I definitely agree with what's said above with keeping your head up and eyes out in front (whether mobile, stopping, or stopped). Aside from the obvious awareness factor, I find it also imparts better balance and keeps you appropriately at the ready when coming to a stop. Most of the time at stop signs, I come to a complete stop without touching down before I throttle off again. I don't recommend you do this, but in time it should become easy. And I do this not only on the Versys, but also my Bandit, which is about 100lbs heavier and feels MUCH more top heavy at low speeds if you can imagine that.
Also, since I suspect approaching a stop is putting you on edge due to the drops you mentioned, the simplest thing to do before that gradual slow down? Remember to breathe. I know it sounds corny, but before you even begin downshifting, take a few nice and easy but deliberate breaths in through the nose and out through the mouth. The calm is quick and effective, and calm is precisely what's needed in a routine stop. Heck, even in a panic stop so as not to slam the controls and lock your wheels.
Finally, head to a large empty parking lot and practice moving very slow in a straight line using clutch and throttle control. Again, this sounds silly, but it will make subtle clutch and throttle inputs second nature so that your balance when coming to a stop really just takes care of itself. It's almost like a race of the slowest, where the winner is the rider who is last to the finish line due to maintaining balance and forward momentum in the slowest way possible. You basically want to master moving as slow and stable as you feel comfortable with, without the feeling of "I'm about to drop this bike".

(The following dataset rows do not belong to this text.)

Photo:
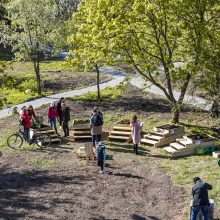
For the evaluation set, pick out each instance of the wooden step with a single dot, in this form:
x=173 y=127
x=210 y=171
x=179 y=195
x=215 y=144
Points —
x=120 y=133
x=177 y=146
x=184 y=141
x=118 y=137
x=148 y=141
x=81 y=132
x=153 y=137
x=157 y=133
x=170 y=150
x=121 y=128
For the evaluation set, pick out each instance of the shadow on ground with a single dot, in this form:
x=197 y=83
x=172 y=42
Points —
x=15 y=202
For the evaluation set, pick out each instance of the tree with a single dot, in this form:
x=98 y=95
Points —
x=150 y=34
x=86 y=54
x=32 y=29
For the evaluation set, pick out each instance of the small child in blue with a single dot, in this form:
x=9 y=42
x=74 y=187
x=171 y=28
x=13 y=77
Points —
x=101 y=155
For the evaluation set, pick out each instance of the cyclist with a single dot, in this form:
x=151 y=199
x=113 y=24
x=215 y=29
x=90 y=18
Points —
x=25 y=122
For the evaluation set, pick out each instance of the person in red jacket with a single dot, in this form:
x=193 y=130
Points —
x=31 y=112
x=52 y=116
x=25 y=122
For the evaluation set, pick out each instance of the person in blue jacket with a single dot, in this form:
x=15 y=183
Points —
x=101 y=154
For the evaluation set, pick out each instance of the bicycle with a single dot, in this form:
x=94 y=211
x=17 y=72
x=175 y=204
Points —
x=16 y=140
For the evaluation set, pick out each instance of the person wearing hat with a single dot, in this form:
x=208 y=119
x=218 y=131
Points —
x=52 y=116
x=101 y=156
x=200 y=198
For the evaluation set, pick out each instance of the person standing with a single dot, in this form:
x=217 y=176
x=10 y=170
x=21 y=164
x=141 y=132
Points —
x=101 y=154
x=25 y=122
x=96 y=122
x=52 y=116
x=65 y=119
x=200 y=198
x=136 y=132
x=59 y=110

After some of the slow speed stuff, take a shift up with a little speed, then a shift back down as you come to a complete stop using light brake modulation. You want to really feel the brakes doing their job from the range of only slightly engaging toward the gradual engagement of actually bringing the bike to a halt. Once you feel abundantly comfortable with all of that, you can eventually take on practicing your panic stops in a large parking lot, an underrated and often overlooked exercise. Don't tackle all of that at once though, first just get comfy with moving slow as you feel comfortable with and bringing the bike to a picture perfect stop every time.
No dangling feet either, it's an awful habit to develop on hard surfaces. Feet should be on the pegs until that last moment when the bike is coming to a stop, and they should be back on the pegs as soon as you begin moving forward. This is another habit to nail down when working on the stuff above.